So after Prof. Steve Field’s emollient smoothing of the jagged edges of Lansley’s health privatisation fetish, that’s now all done and dusted then? Almost certainly not. The Lansley bill is just the latest in a long line of attempts to wrest the NHS out of the public sector and place it firmly, like every other public service and public industry, within a competitive market. Thatcher started it by bringing in managers to instil business disciplines, introducing an internal market by splitting commissioning from provision of services, and by giving tax breaks and other preferential benefits to private health. Blair too this further with independent Foundation Trusts, independent sector treatment centres, and measures to enforce equal access for private care as for the NHS. Lansley tried to take it a quantitative step further, but has been checked – temporarily: ‘retirer pour mieux reculer’. So what will happen next?

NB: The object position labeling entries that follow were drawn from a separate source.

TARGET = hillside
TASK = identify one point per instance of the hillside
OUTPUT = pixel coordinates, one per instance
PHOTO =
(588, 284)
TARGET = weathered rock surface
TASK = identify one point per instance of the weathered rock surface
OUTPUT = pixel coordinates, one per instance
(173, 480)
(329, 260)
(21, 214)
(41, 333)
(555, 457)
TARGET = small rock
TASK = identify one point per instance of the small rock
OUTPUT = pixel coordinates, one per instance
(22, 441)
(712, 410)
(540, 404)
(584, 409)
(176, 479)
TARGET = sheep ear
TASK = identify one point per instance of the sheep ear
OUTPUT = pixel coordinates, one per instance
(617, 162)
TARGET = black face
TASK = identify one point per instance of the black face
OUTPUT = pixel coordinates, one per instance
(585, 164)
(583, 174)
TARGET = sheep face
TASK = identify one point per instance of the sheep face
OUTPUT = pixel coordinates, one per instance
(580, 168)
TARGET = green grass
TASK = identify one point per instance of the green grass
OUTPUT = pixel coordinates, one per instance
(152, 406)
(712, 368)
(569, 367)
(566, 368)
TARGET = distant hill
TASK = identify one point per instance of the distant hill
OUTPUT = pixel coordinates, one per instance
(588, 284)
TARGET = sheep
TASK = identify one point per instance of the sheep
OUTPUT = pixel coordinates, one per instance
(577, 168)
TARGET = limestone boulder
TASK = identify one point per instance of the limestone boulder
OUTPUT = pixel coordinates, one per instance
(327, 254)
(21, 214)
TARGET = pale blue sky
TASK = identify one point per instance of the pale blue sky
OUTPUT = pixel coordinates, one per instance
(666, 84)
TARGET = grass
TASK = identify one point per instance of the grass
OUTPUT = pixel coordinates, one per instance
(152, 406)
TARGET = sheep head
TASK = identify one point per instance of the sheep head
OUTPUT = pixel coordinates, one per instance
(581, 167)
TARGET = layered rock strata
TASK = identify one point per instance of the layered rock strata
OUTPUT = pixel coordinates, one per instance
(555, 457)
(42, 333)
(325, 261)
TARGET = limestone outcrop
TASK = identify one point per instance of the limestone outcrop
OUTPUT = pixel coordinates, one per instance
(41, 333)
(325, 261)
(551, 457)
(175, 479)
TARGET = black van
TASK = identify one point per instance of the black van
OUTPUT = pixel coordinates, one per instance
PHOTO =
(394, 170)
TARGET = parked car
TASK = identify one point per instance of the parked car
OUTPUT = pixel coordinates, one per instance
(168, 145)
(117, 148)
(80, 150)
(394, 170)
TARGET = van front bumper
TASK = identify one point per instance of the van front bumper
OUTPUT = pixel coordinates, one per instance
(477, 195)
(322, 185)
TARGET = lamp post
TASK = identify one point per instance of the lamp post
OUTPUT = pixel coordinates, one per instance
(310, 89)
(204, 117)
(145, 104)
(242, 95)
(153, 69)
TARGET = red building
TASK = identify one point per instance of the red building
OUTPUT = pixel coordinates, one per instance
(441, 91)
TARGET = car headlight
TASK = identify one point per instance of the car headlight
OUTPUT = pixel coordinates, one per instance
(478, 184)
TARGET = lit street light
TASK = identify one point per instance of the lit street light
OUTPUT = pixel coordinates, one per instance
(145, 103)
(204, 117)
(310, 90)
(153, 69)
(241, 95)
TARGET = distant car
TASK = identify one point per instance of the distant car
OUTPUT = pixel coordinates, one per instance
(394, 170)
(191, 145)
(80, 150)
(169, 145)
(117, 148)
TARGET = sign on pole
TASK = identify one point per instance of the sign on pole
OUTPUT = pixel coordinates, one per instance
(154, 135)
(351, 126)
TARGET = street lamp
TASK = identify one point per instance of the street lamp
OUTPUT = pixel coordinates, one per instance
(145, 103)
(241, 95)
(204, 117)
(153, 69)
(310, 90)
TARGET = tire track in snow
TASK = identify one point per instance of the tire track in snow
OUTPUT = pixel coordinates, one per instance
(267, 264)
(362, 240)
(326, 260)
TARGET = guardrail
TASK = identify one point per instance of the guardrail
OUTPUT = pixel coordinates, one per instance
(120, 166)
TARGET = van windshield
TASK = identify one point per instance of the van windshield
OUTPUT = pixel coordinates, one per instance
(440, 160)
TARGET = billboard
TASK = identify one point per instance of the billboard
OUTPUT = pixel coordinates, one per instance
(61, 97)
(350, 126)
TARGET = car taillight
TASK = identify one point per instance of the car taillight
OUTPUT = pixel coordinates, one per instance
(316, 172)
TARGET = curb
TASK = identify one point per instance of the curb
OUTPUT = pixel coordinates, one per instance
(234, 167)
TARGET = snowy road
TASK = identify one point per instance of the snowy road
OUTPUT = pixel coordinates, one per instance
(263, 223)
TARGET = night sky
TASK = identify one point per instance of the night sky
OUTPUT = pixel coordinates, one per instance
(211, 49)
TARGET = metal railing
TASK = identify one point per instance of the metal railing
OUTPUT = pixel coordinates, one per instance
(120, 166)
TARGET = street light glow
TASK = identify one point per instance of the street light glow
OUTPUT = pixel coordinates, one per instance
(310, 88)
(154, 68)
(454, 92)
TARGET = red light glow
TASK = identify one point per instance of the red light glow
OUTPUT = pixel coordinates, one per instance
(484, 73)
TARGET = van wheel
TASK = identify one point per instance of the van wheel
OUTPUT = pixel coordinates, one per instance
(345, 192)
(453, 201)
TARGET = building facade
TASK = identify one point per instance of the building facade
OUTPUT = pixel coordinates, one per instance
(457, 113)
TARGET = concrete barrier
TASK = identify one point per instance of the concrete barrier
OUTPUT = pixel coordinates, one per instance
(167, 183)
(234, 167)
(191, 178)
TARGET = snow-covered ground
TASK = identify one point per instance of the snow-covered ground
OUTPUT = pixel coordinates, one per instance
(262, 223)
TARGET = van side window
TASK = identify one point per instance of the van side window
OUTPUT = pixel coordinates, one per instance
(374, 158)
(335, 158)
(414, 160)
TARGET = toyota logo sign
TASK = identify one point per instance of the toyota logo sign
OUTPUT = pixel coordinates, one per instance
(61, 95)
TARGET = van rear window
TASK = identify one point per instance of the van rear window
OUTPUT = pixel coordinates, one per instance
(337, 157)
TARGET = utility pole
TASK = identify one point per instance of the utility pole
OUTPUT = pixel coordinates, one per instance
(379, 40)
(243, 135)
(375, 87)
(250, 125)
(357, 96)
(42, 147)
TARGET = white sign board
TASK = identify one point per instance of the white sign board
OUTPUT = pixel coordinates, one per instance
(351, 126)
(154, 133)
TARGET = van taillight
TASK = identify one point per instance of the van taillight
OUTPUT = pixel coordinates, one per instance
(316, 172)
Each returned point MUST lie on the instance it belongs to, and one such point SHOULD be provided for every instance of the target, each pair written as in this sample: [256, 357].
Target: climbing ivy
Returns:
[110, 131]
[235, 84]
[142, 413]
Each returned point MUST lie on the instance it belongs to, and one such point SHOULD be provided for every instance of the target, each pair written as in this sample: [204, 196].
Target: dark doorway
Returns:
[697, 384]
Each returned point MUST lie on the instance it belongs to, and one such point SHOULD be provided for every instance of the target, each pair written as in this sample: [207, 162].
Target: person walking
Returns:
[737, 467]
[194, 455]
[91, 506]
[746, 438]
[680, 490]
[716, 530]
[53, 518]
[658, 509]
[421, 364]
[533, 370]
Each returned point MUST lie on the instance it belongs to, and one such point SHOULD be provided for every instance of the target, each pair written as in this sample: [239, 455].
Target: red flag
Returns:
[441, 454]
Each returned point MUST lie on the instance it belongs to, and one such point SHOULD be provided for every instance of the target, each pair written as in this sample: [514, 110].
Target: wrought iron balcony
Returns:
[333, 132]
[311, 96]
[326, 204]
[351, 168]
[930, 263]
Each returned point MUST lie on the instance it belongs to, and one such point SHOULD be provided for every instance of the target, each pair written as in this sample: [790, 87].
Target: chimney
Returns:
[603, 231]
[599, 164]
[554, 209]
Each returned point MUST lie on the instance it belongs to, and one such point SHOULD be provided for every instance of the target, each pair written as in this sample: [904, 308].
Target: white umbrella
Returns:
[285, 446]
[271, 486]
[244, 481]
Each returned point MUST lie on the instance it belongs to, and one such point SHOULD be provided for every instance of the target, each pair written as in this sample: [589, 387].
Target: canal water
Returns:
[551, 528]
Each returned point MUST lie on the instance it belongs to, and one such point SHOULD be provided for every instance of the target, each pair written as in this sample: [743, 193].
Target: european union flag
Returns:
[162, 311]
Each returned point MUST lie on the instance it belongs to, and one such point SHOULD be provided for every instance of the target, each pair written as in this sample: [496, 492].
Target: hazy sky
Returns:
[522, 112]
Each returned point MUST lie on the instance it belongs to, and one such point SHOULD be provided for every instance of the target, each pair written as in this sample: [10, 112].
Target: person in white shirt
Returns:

Cameron has two objectives. One, the far more important one, is to damp down inflamed public opinion and prevent, in typical market jargon, the re-toxification of the Tory brand. He may just achieve that – for the moment – given the weight of orchestrated PR put behind it. The second is to keep the LibDems on side – a much easier task because, even if he made much smaller concessions, they would have been forced to grasp them enthusiastically and claim victory since they are in no position to jump ship.
Cameron himself however emerges from this debacle a diminished figure. Whilst he’s at his best in using his PR talents to spatchcock together the irreconcilables, he’s also added to his reputation as a rather shallow leader with little interest in detail and certainly no commanding ideology, who prefers to let others get on with it and then hang them out to dry if it goes belly-up. He was of course, as Prime Minister, copied in on the NHS bill at every stage of its development and will have given his consent at each stage, only getting involved when it looked as though his own retention of power at the next election risked being wrecked by Lansley’s extremist market outlook.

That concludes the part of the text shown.